Ireland ratified the International Covenant on Economic, Social and Cultural Rights (ICESCR) in 1989. This treaty was devised, negotiated and agreed to by states, including Ireland. Yet almost 25 years later, these rights remain largely unprotected in Ireland. This is despite a growing international trend to make these rights legally enforceable.
136 constitutions around the world protect the right to work and 135 provide for the right to healthcare. Constitutional protection of these rights and their oversight by courts in other states shows that governments can operate within an enforceable ESC rights framework.

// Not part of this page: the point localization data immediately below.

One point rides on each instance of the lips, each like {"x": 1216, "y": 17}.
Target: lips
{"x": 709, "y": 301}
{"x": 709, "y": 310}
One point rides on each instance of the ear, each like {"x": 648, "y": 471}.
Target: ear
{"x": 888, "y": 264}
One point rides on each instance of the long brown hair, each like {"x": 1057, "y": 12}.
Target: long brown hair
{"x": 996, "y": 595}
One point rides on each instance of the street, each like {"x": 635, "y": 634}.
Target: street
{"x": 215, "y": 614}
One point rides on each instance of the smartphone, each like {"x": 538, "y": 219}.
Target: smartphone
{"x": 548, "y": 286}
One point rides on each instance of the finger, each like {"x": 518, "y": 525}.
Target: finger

The Constitutional Convention’s recommendation presents the Government with a unique opportunity to finally take a significant step towards fulfilling its economic, social and cultural rights obligations.
We, the ESC Rights Initiative, are calling on the Government to accept the Constitutional Convention’s recommendation.
If further examination of this issue is deemed necessary, we urge that such a process be put in place quickly. Any such process should be open and transparent, draw on internal analysis and external expertise, have clear and public terms of reference, have an efficient and defined timeframe for reporting, and be mandated to make its findings and reasoning public.
The Government’s focus in recent times has been on managing the fallout from the economic crisis. It is now time to re-evaluate its priorities and fulfil its responsibilities regarding ESC rights.
We call on the Government to honour its commitments and enshrine these fundamental human rights in Bunreacht na hÉireann.